“I told him that, being in a minority in the House of Commons on the question that of all others most deeply affected the condition and prospects of Ireland, I could not, with any satisfaction to my own feelings or advantage to the public interests, perform the double functions of leading the House of Commons and presiding over the Home Department; that at an early period, therefore, my retirement must take place. I expressed at the same time an earnest hope that in the approaching discussion in the Lords, the Duke of Wellington might deem it consistent with his sense of duty to take a course in debate which should not preclude him, who was less deeply committed on the question than myself, from taking the whole state of Ireland into consideration during the recess, with the view of adjusting the Catholic question.”

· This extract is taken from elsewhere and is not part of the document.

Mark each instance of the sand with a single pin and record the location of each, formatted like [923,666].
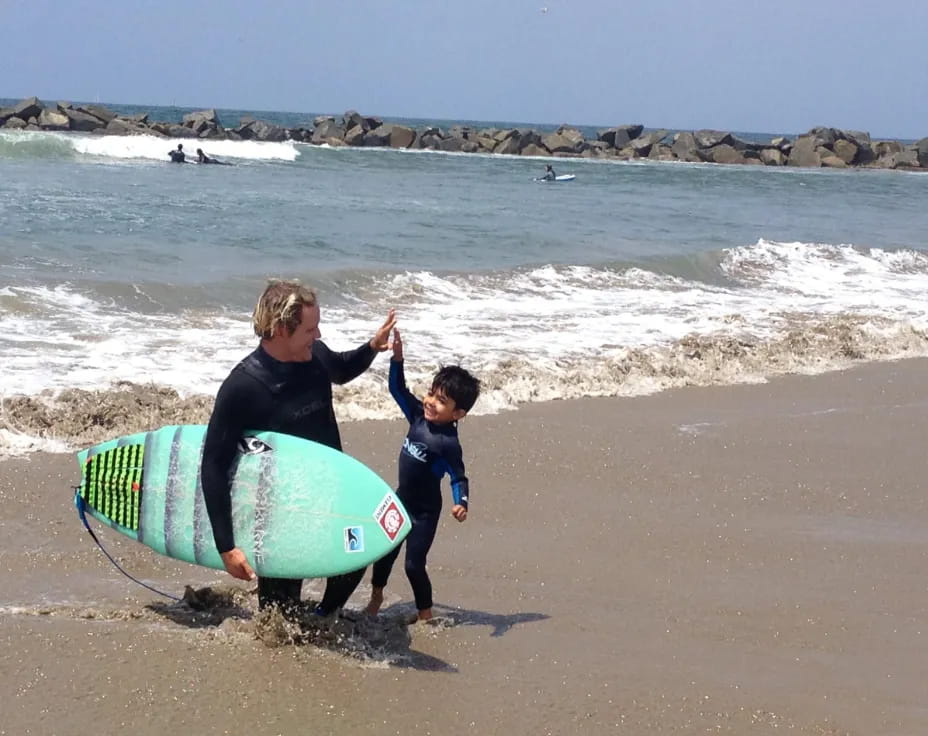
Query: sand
[742,560]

After the prorogation of Parliament, the course to be adopted was maturely considered.
Sir Robert Peel’s opinion was already made up. He argued thus:
“The time for half measures and mixed cabinets is gone by. We must yield or resist. Can we resist? Is it practicable? I don’t mean so as to keep things for a short time as they are. Can we resist effectually by at once putting down the disturbers of the public peace, who connect themselves with the Catholic cause? Can we get a ministry divided on the Catholic question to put down efficiently an agitation in favour of that question?
“If we go to a Parliament in which there is a majority in favour of the Catholic claims, and ask for its support for the purpose of coercion, will it not say it is cheaper to conciliate than coerce?

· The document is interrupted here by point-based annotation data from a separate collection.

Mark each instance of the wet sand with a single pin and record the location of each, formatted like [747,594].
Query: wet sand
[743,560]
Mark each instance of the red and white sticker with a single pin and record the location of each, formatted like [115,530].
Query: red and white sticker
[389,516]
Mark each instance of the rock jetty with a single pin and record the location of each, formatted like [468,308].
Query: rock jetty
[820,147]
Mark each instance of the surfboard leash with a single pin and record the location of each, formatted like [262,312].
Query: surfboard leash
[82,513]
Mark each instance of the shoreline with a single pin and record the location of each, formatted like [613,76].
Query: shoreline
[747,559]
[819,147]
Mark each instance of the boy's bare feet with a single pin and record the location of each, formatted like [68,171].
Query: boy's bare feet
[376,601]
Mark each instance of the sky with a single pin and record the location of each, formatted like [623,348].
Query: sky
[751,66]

“It is of no use to consider what it would be best to do if it were possible. Coercion is impossible.
“Well, then, we must concede what we can no longer refuse.”
His letters to the Duke of Wellington, given in his memoirs, speak clearly in this sense:
“I have uniformly opposed what is called Catholic Emancipation, and have rested my opinion on broad and uncompromising grounds. I wish I could say that my views were materially changed, and that I now believed that full concessions could be made either exempt from the dangers I have apprehended from them, or productive of the full advantages which their advocates anticipate from the grant of them.

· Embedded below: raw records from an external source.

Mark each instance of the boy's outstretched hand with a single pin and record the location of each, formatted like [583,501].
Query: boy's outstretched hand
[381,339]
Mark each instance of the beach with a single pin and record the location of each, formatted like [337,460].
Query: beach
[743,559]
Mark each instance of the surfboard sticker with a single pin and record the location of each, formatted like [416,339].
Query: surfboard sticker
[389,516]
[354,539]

“But whatever may be my opinion upon these points, I cannot deny that the state of Ireland, under existing circumstances, is most unsatisfactory; that it becomes necessary to make your choice between different kinds and different degrees of evil—to compare the actual danger resulting from the union and organization of the Roman Catholic body, and the incessant agitation in Ireland, with prospective and apprehended dangers to the constitution or religion of the country; and maturely to consider whether it may not be better to encounter every eventual risk of concession than to submit to the certain continuance, or rather, perhaps, the certain aggravation of existing evils.”[130]